Ethan hausse les épaules et évite de justesse le projectile envoyé à son intention. Après un rapide clin d’œil en direction de sa camarade, il ressort enfin de la pièce l’air de rien, suivi l’instant d’après par la jeune femme. En quelques secondes, la pièce replonge dans le silence. Un silence dur et oppressant, bien loin du calme et de la sérénité que j’étais venu rechercher. Je peux presque encore entendre leurs ricanements résonner autour de moi et cela me noue le ventre.

— Ne fais pas attention à eux, ils peuvent être un peu pénibles quand ils s’y mettent mais ils ont un bon fond.

Je lève la tête en direction de la jeune blonde. Cette dernière termine d’enfiler sa blouse et vient prendre place devant un ordinateur libre, me lançant pour la centième fois au moins son sempiternel sourire doux et amical.

— Si tu le dis, soufflé-je, sur la défensive.

Je n’ai pas pour habitude de paraître froide et agressive, je suis même plutôt du genre ouverte et agréable au premier abord, mais le sentiment de rejet et de crainte qu’Ethan a su faire naître en moi ne me facilite pas la tâche. La jeune femme semble le comprendre car elle poursuit, sur le même ton :

— Tu apprendras bien assez tôt à les apprécier tous les deux crois-moi. Au fait, je m’appelle Claire.

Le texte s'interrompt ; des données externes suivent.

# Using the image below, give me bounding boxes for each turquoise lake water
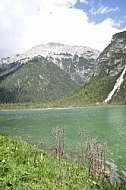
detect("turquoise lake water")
[0,106,126,173]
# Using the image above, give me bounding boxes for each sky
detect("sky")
[0,0,126,58]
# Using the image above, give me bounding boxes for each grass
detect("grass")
[0,135,125,190]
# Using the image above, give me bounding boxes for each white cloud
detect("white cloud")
[0,0,125,57]
[80,0,88,4]
[90,6,119,15]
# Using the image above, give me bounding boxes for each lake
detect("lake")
[0,106,126,177]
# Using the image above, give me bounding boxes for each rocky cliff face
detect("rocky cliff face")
[0,43,99,102]
[63,31,126,104]
[0,43,100,84]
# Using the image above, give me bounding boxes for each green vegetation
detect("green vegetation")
[0,135,125,190]
[0,57,78,103]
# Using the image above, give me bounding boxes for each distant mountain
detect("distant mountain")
[65,31,126,104]
[0,43,100,102]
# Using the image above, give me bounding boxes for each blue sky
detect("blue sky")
[0,0,126,58]
[75,0,126,29]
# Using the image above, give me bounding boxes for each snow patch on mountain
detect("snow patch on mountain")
[0,43,100,64]
[104,66,126,103]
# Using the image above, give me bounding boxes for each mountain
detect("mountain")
[62,31,126,105]
[0,43,100,103]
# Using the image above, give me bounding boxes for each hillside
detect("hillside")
[0,43,99,103]
[0,57,78,102]
[59,31,126,105]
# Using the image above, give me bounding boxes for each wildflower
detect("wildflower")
[2,160,5,163]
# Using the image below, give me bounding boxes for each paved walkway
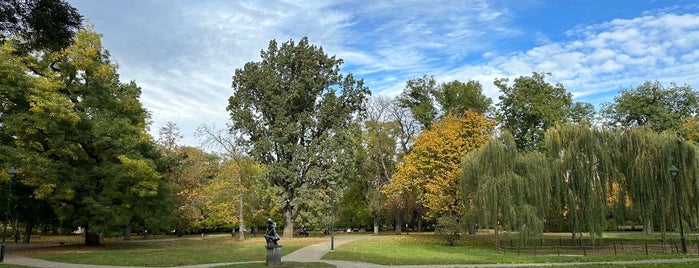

— Laura, réponds-je du tac au tac, soudain curieuse.

Elle hoche la tête. Je m’attends à ce que la discussion s’arrête là et que chacune retourne à ses propres occupations mais, contrairement à Ethan, Claire semble disposer à en apprendre un peu plus sur moi.

— Donc, tu es la nouvelle interne d’Alexandra c’est ça ? reprend-elle tout en consultant le dossier de l’un de ses patients, consciencieuse.

J’acquiesce à mon tour, prise de court par ce surcroît d’amabilité.

— C’est cool ça. J’espère qu’on aura l’occasion de travailler avec toi Maude et moi.

Je lui souris. Au fond, je me surprends moi aussi à l’espérer. Claire est bien la première à me porter un soupçon d’intérêt dans ce service et j’aimerais moi aussi lui poser quelques questions mais la porte s’ouvre à nouveau, laissant entrer une Alexandra visiblement toute chamboulée.

— Oh purée, mais quel monde aujourd’hui ! Pas moyen de trouver une machine à café de libre ! J’ai dû redescendre jusqu’à la PUI, tu te rends compte ?

Claire lui adresse un haussement d’épaules compatissant. Le regard d’Alexandra se pose sur moi.

— On y va ? Je pense qu’il est grand temps de te montrer le vrai cœur de notre métier.

Le clin d’œil qu’elle me lance me réchauffe le cœur et je me lève de bon entrain, prête à assumer cette nouvelle après-midi à ses côtés.